Metaphysics is an illusion that besets philosophers and philosophically-minded scientists from generation to generation, which it is the task of good philosophy to dispel. But although periodic fumigation is recurrently necessary for intellectual health, what else is there for philosophy to do? What can it achieve? In the sense in which the sciences have a subject matter, it seems, philosophy has none. In the sense in which the sciences construct theories that are confirmed or infirmed by experiment or observation, there are obviously no theories in philosophy. In the sense in which the sciences make discoveries about the world around us, philosophy clearly does not. So what is its task?

We must challenge the thought that philosophy aims to contribute to human knowledge of the world. Its task is to resolve philosophical problems. The characteristic feature of philosophical problems is their non-empirical, a priori character: no scientific experiment can settle the question of whether the mind is the brain, what the meaning of a word is, whether human beings are responsible for their deeds (i.e. have free will), whether trees falling on uninhabited desert islands make any noise, what makes necessary truths necessary. All these, and many hundreds more, are conceptual questions. They are not questions about concepts (philosophy is not a science of concepts). But they are questions that are to be answered, resolved or dissolved by careful scrutiny of the concepts involved.

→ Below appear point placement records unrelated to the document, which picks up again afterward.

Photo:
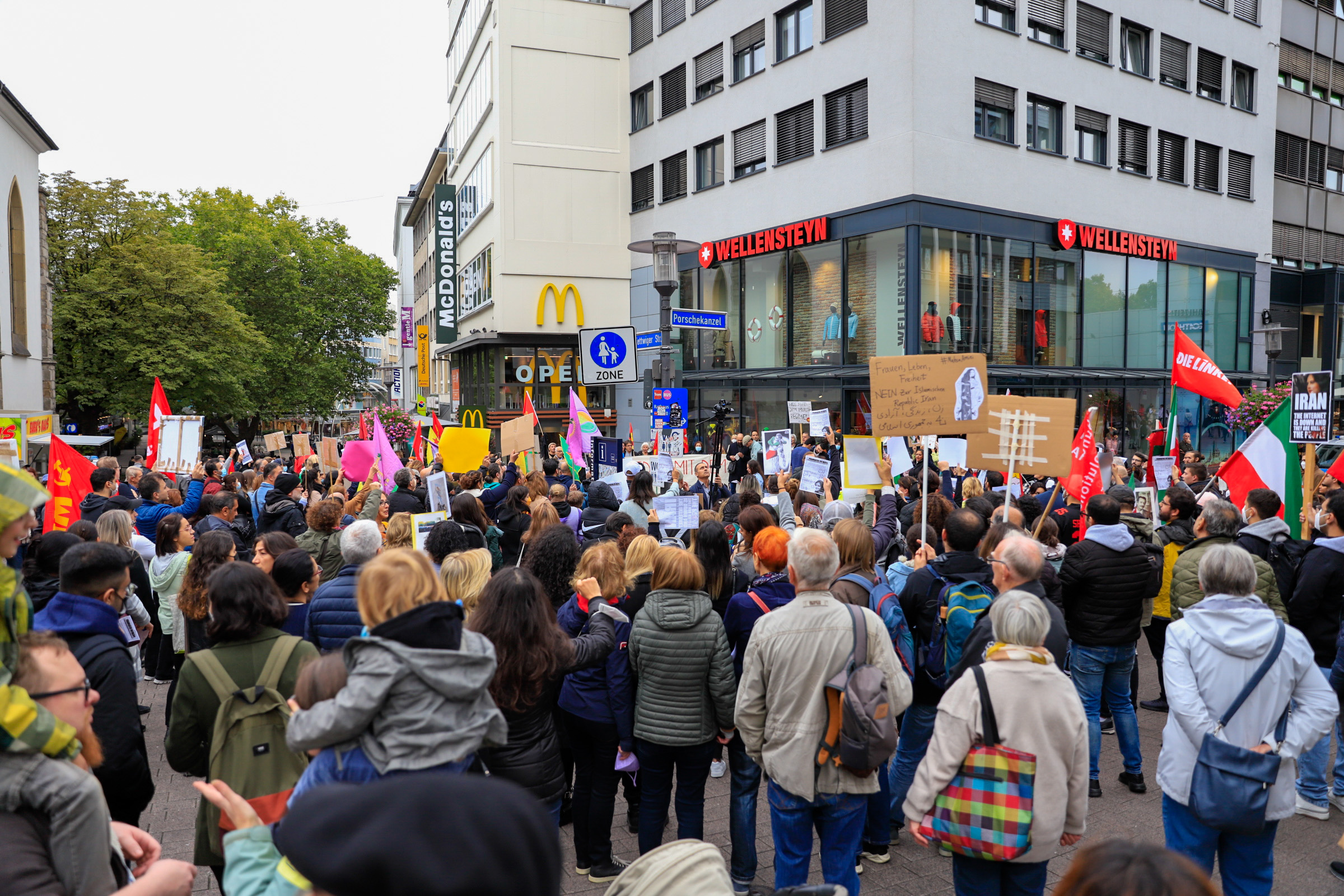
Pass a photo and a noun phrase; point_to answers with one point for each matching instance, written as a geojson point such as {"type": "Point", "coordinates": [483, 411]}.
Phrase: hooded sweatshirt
{"type": "Point", "coordinates": [417, 695]}
{"type": "Point", "coordinates": [687, 687]}
{"type": "Point", "coordinates": [1211, 654]}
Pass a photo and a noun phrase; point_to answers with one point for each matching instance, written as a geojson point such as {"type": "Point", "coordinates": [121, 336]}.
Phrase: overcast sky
{"type": "Point", "coordinates": [335, 104]}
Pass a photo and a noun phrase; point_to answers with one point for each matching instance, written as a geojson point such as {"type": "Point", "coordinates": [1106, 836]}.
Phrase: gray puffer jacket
{"type": "Point", "coordinates": [680, 654]}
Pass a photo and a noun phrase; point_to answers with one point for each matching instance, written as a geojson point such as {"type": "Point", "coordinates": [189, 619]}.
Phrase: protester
{"type": "Point", "coordinates": [1107, 578]}
{"type": "Point", "coordinates": [1035, 710]}
{"type": "Point", "coordinates": [95, 584]}
{"type": "Point", "coordinates": [334, 613]}
{"type": "Point", "coordinates": [799, 649]}
{"type": "Point", "coordinates": [1213, 652]}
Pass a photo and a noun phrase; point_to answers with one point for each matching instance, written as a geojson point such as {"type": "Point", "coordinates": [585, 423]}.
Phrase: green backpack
{"type": "Point", "coordinates": [248, 750]}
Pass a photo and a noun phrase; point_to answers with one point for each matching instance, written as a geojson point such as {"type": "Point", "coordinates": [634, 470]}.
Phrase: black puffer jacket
{"type": "Point", "coordinates": [533, 754]}
{"type": "Point", "coordinates": [1104, 593]}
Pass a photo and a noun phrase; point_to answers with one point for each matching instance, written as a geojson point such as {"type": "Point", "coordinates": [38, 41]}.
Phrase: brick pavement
{"type": "Point", "coordinates": [1303, 852]}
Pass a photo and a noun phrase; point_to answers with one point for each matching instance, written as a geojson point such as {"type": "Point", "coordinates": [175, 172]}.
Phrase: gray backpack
{"type": "Point", "coordinates": [862, 730]}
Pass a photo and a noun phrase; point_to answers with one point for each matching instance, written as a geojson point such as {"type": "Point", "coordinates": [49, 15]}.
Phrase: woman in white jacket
{"type": "Point", "coordinates": [1211, 654]}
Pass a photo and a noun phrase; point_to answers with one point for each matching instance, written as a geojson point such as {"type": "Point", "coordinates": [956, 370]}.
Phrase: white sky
{"type": "Point", "coordinates": [335, 104]}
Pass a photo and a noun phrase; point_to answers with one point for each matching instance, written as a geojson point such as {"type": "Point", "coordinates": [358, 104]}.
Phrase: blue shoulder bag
{"type": "Point", "coordinates": [1229, 789]}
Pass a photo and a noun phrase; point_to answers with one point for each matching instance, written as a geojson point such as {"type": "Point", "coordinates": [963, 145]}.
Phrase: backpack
{"type": "Point", "coordinates": [248, 745]}
{"type": "Point", "coordinates": [884, 601]}
{"type": "Point", "coordinates": [960, 606]}
{"type": "Point", "coordinates": [861, 727]}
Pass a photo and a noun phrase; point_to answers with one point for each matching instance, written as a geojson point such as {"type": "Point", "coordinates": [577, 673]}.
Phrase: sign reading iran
{"type": "Point", "coordinates": [1113, 241]}
{"type": "Point", "coordinates": [765, 241]}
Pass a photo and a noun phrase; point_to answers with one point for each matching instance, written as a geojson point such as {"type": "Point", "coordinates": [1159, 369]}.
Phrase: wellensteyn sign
{"type": "Point", "coordinates": [445, 264]}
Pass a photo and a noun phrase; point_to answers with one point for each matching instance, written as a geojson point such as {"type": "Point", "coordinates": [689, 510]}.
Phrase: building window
{"type": "Point", "coordinates": [1092, 128]}
{"type": "Point", "coordinates": [1171, 157]}
{"type": "Point", "coordinates": [642, 189]}
{"type": "Point", "coordinates": [1174, 63]}
{"type": "Point", "coordinates": [794, 133]}
{"type": "Point", "coordinates": [674, 14]}
{"type": "Point", "coordinates": [749, 52]}
{"type": "Point", "coordinates": [1092, 31]}
{"type": "Point", "coordinates": [1244, 88]}
{"type": "Point", "coordinates": [709, 164]}
{"type": "Point", "coordinates": [843, 15]}
{"type": "Point", "coordinates": [1046, 22]}
{"type": "Point", "coordinates": [674, 176]}
{"type": "Point", "coordinates": [1135, 49]}
{"type": "Point", "coordinates": [709, 73]}
{"type": "Point", "coordinates": [749, 150]}
{"type": "Point", "coordinates": [1208, 80]}
{"type": "Point", "coordinates": [1133, 147]}
{"type": "Point", "coordinates": [996, 14]}
{"type": "Point", "coordinates": [1207, 166]}
{"type": "Point", "coordinates": [847, 115]}
{"type": "Point", "coordinates": [642, 108]}
{"type": "Point", "coordinates": [674, 90]}
{"type": "Point", "coordinates": [794, 31]}
{"type": "Point", "coordinates": [642, 26]}
{"type": "Point", "coordinates": [995, 106]}
{"type": "Point", "coordinates": [1045, 125]}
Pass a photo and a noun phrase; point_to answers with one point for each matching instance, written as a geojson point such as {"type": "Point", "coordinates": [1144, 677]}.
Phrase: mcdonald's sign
{"type": "Point", "coordinates": [561, 301]}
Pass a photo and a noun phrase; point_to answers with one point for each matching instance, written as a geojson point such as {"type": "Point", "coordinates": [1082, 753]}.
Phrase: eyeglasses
{"type": "Point", "coordinates": [86, 687]}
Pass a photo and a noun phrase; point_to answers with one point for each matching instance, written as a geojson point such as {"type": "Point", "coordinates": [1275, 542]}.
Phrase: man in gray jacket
{"type": "Point", "coordinates": [799, 648]}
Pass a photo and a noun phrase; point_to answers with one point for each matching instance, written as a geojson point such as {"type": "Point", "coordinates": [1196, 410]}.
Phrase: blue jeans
{"type": "Point", "coordinates": [982, 878]}
{"type": "Point", "coordinates": [1107, 669]}
{"type": "Point", "coordinates": [1311, 765]}
{"type": "Point", "coordinates": [916, 731]}
{"type": "Point", "coordinates": [745, 785]}
{"type": "Point", "coordinates": [839, 821]}
{"type": "Point", "coordinates": [1247, 861]}
{"type": "Point", "coordinates": [656, 766]}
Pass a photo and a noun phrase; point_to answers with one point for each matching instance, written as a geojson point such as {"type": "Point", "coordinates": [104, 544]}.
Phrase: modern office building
{"type": "Point", "coordinates": [1054, 183]}
{"type": "Point", "coordinates": [519, 223]}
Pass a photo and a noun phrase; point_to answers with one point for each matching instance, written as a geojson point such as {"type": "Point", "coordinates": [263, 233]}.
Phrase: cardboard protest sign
{"type": "Point", "coordinates": [929, 394]}
{"type": "Point", "coordinates": [1040, 436]}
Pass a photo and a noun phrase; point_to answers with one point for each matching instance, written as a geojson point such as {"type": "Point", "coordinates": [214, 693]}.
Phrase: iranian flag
{"type": "Point", "coordinates": [1268, 461]}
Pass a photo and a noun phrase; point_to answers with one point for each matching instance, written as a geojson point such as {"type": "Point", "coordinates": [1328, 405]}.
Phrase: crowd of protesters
{"type": "Point", "coordinates": [353, 688]}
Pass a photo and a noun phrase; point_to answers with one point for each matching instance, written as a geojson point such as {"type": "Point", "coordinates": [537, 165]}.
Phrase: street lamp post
{"type": "Point", "coordinates": [664, 248]}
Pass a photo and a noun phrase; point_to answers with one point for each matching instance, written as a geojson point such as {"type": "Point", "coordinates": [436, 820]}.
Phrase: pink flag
{"type": "Point", "coordinates": [384, 453]}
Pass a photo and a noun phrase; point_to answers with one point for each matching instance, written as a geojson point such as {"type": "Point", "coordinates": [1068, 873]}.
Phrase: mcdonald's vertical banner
{"type": "Point", "coordinates": [445, 267]}
{"type": "Point", "coordinates": [422, 356]}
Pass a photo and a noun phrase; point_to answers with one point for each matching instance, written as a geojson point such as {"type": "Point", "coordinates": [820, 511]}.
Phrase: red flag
{"type": "Point", "coordinates": [68, 483]}
{"type": "Point", "coordinates": [158, 410]}
{"type": "Point", "coordinates": [530, 409]}
{"type": "Point", "coordinates": [1194, 370]}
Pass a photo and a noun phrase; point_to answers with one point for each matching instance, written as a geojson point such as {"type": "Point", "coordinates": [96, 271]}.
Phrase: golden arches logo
{"type": "Point", "coordinates": [561, 301]}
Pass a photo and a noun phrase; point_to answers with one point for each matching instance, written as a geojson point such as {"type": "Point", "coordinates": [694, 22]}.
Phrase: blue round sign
{"type": "Point", "coordinates": [608, 349]}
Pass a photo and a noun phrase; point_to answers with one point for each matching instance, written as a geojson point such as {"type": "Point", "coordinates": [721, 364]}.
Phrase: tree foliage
{"type": "Point", "coordinates": [244, 309]}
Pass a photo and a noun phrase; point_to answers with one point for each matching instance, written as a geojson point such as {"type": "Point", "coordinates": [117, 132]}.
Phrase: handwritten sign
{"type": "Point", "coordinates": [929, 394]}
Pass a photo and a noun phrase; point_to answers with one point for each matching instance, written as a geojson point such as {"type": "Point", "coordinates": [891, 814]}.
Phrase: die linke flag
{"type": "Point", "coordinates": [1194, 370]}
{"type": "Point", "coordinates": [68, 483]}
{"type": "Point", "coordinates": [1268, 460]}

Here “scrutiny of the concepts” is intended a bit more strongly than just “clarification of the language” but does not stray into the territory of claiming to establish what concepts really do mean as if that were something more than just what we are meaning when we think of them.

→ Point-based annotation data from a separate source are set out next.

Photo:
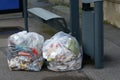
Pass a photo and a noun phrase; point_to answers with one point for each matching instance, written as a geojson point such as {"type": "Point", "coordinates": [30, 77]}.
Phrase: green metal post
{"type": "Point", "coordinates": [99, 48]}
{"type": "Point", "coordinates": [25, 14]}
{"type": "Point", "coordinates": [74, 19]}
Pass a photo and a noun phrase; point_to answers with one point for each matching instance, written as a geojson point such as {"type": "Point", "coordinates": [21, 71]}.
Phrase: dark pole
{"type": "Point", "coordinates": [25, 13]}
{"type": "Point", "coordinates": [99, 38]}
{"type": "Point", "coordinates": [74, 19]}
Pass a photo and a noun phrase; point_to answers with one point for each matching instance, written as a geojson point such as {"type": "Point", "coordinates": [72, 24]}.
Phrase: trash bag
{"type": "Point", "coordinates": [62, 52]}
{"type": "Point", "coordinates": [25, 51]}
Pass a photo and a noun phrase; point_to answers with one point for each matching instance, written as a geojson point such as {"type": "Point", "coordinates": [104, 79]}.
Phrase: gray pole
{"type": "Point", "coordinates": [25, 14]}
{"type": "Point", "coordinates": [99, 39]}
{"type": "Point", "coordinates": [74, 19]}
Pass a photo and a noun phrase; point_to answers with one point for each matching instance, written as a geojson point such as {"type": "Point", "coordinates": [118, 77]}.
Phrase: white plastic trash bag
{"type": "Point", "coordinates": [25, 51]}
{"type": "Point", "coordinates": [62, 52]}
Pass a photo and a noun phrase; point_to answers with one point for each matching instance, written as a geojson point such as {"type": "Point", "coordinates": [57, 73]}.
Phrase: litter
{"type": "Point", "coordinates": [62, 52]}
{"type": "Point", "coordinates": [25, 51]}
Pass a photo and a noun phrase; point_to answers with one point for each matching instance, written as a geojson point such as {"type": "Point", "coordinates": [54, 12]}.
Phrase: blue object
{"type": "Point", "coordinates": [9, 4]}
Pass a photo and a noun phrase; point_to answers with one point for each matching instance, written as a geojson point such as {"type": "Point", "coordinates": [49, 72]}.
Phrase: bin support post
{"type": "Point", "coordinates": [74, 19]}
{"type": "Point", "coordinates": [99, 39]}
{"type": "Point", "coordinates": [25, 14]}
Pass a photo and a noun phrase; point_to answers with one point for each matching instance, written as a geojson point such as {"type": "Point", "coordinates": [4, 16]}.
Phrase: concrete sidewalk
{"type": "Point", "coordinates": [110, 71]}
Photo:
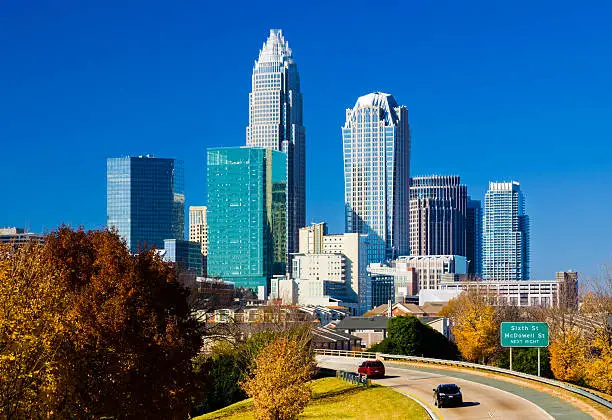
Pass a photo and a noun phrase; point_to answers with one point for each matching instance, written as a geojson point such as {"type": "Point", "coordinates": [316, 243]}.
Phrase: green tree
{"type": "Point", "coordinates": [408, 336]}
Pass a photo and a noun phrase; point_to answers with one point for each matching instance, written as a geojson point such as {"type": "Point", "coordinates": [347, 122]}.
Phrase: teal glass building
{"type": "Point", "coordinates": [505, 244]}
{"type": "Point", "coordinates": [247, 215]}
{"type": "Point", "coordinates": [145, 200]}
{"type": "Point", "coordinates": [187, 255]}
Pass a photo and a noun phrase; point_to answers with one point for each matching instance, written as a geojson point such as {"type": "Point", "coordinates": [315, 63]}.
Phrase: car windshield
{"type": "Point", "coordinates": [449, 389]}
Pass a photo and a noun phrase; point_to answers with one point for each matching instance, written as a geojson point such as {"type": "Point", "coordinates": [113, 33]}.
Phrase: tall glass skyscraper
{"type": "Point", "coordinates": [275, 122]}
{"type": "Point", "coordinates": [145, 200]}
{"type": "Point", "coordinates": [247, 216]}
{"type": "Point", "coordinates": [473, 236]}
{"type": "Point", "coordinates": [505, 243]}
{"type": "Point", "coordinates": [376, 144]}
{"type": "Point", "coordinates": [437, 215]}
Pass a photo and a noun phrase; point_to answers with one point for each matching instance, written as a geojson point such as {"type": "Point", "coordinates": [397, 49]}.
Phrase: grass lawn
{"type": "Point", "coordinates": [336, 399]}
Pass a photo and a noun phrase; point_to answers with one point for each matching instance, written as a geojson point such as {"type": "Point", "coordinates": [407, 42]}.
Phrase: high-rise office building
{"type": "Point", "coordinates": [198, 227]}
{"type": "Point", "coordinates": [350, 248]}
{"type": "Point", "coordinates": [275, 122]}
{"type": "Point", "coordinates": [473, 236]}
{"type": "Point", "coordinates": [186, 254]}
{"type": "Point", "coordinates": [505, 243]}
{"type": "Point", "coordinates": [247, 215]}
{"type": "Point", "coordinates": [376, 144]}
{"type": "Point", "coordinates": [145, 200]}
{"type": "Point", "coordinates": [437, 215]}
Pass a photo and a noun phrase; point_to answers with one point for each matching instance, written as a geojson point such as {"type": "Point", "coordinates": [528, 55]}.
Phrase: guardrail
{"type": "Point", "coordinates": [382, 356]}
{"type": "Point", "coordinates": [354, 378]}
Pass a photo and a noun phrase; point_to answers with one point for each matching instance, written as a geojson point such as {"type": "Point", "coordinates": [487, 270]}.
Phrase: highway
{"type": "Point", "coordinates": [481, 401]}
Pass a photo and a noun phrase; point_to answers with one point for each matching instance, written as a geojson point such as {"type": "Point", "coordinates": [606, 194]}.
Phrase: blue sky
{"type": "Point", "coordinates": [495, 91]}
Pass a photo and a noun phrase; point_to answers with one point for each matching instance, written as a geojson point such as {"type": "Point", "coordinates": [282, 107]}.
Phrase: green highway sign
{"type": "Point", "coordinates": [524, 334]}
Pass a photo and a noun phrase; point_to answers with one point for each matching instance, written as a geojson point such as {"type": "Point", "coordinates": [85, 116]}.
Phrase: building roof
{"type": "Point", "coordinates": [433, 307]}
{"type": "Point", "coordinates": [378, 310]}
{"type": "Point", "coordinates": [363, 323]}
{"type": "Point", "coordinates": [429, 319]}
{"type": "Point", "coordinates": [320, 334]}
{"type": "Point", "coordinates": [409, 308]}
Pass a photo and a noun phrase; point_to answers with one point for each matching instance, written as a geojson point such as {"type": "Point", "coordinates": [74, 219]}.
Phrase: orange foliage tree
{"type": "Point", "coordinates": [475, 327]}
{"type": "Point", "coordinates": [278, 383]}
{"type": "Point", "coordinates": [115, 335]}
{"type": "Point", "coordinates": [568, 355]}
{"type": "Point", "coordinates": [599, 365]}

But I do have some quibbles.

For one thing I would have preferred to see some mention of the value of just addressing questions without necessarily expecting to ever fully “resolve” them (either by answer or dissolution).

And concerning the philosophy of science he says

At a more specialised level, philosophy is a technique for examining the results of specific sciences for their conceptual coherence, and for examining the explanatory methods of the different sciences – natural, social and human. The sciences are no more immune to conceptual confusion than is any other branch of human thought. Scientists themselves are for the most part ill-equipped to deal with conceptual confusions.

Though I might balk at the “any” in the second to last sentence (since there are some branches of “human thought” which are so conceptually confused as to be embarrassing to anyone associated with them), my only real concern is with the last, where “for the most part” is, I suspect, an extrapolation from a very biased exposure to actual scientists (in particular dominated by those who are keen on talking to people outside their own discipline). It is not so much the apparent insult to scientists that concerns me though, but rather the presumption by omission that philosophers are better-equipped.

Indeed, the claimed uniqueness of philosophy occurs more explicitly elsewhere as well.

At a very general level, it is a unique technique for tackling conceptual questions that occur to most thinking people

Actually it includes a collection of techniques and strategies that can be called “unique” only if you define philosophy to comprise all thought about “conceptual” questions regardless of whether it has occurred in the mind of someone publicly identified as a “philosopher”. Which is fine, but perhaps changes the interpretation of “study Philosophy” from what was intended.

Hacker’s last three paragraphs are great and point to the real practical utility of training in the subject – which is more to provide facilitators who may help us understand one another than to send arbitrators to tell us who is right.

But in the end, isn’t the best reason for doing anything just “because we enjoy it”?

via Institute of Art and Ideas:IAI TV.